LatinaLista — This morning, it was revealed that Univision, the nation’s largest supplier of Spanish-language imported programming, got slapped with a record $24 million fine from the Federal Communications Commission.

It seems that Univision was lacking when it came to educational programming for children.

It’s no surprise since the network’s moneymakers are the Mexican-made telenovelas. Yet, according to the FCC, by law, all television broadcasters have to include at least 3 hours a week of educational programming for children.


Gaby Espino, one of the stars of the telenovela Mundo de Fierras
(Source: Univision)

According to an Associated Press article, The penalty involves charges that 24 Univision stations between 2004 and early 2006 circumvented guidelines on airing educational children’s programs by running soap operas aimed mainly at adults.

The stations had the audacity to say that because of a particular soap that had children as the main characters, it satisfied the FCC’s requirement. It didn’t matter that there still involved adult situations.

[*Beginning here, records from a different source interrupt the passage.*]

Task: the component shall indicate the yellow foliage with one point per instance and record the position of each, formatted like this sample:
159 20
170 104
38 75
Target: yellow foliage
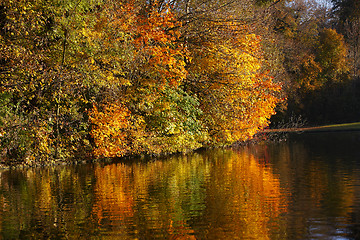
109 130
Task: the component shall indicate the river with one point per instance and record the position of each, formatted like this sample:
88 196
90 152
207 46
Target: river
305 188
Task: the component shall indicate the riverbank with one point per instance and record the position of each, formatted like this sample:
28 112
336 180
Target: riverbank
326 128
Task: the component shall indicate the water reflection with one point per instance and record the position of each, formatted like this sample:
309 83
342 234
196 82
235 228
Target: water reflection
293 190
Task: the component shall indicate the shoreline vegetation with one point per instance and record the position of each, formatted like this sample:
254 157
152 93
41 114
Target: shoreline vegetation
325 128
93 80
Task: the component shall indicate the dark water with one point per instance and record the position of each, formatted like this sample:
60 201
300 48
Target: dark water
305 188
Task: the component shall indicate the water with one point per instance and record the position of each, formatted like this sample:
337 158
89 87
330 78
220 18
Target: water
305 188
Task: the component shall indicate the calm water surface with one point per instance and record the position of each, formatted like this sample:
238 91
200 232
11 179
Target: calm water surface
305 188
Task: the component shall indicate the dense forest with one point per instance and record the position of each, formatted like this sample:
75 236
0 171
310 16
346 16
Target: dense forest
85 79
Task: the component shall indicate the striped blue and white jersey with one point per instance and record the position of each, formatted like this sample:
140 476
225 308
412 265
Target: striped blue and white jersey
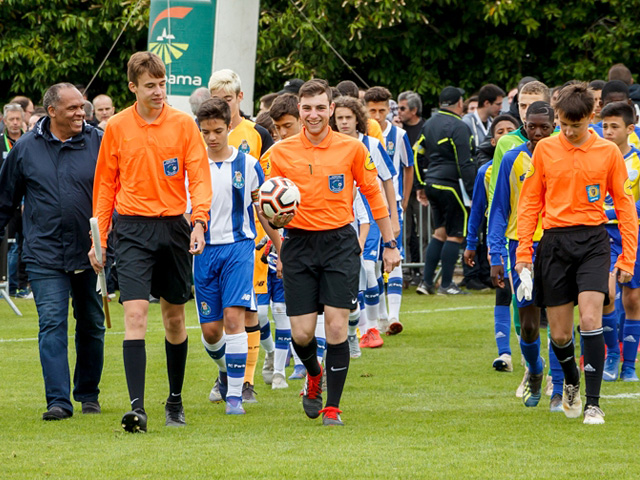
401 154
231 218
383 163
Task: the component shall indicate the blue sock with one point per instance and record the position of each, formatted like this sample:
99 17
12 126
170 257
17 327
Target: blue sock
531 353
502 326
610 330
630 343
557 376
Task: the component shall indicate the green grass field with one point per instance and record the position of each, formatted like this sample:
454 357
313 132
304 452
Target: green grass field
426 405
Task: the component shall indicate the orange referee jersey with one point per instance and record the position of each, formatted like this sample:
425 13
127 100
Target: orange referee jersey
325 175
141 168
568 185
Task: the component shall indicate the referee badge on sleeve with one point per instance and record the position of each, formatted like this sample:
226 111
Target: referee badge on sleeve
336 183
593 193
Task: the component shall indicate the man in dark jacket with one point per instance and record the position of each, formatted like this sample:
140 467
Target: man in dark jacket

Don’t know how coincidental it is, but a quick check of the Univision homepage today revealed an advertisement for the children’s show “Where in the World is Carmen Sandiego?” They advertised it showing every Saturday and Sunday — that satisfies two of the three hours/week — not very creative or imaginative programming for a television network.


Carmen Sandiego
(Source: Univision)

I will concede reaching teens through telenovelas that touch on the hard facts of life is no different than such English-language shows as the now cancelled OC or any of the CW shows, but small children need something more.

PBS or Nickelodian can’t and should not be the only source of bilingual programming for children.

And it is CREATIVE bilingual programming that this age needs. Not old reruns of a cartoon dubbed in Spanish.

If Univision was truly a community player, they would put some of their resources into programming that taps the unique imagination of today’s Latino pre-schoolers and elementary-age children.

And not import yet another program made for Latinos who live elsewhere.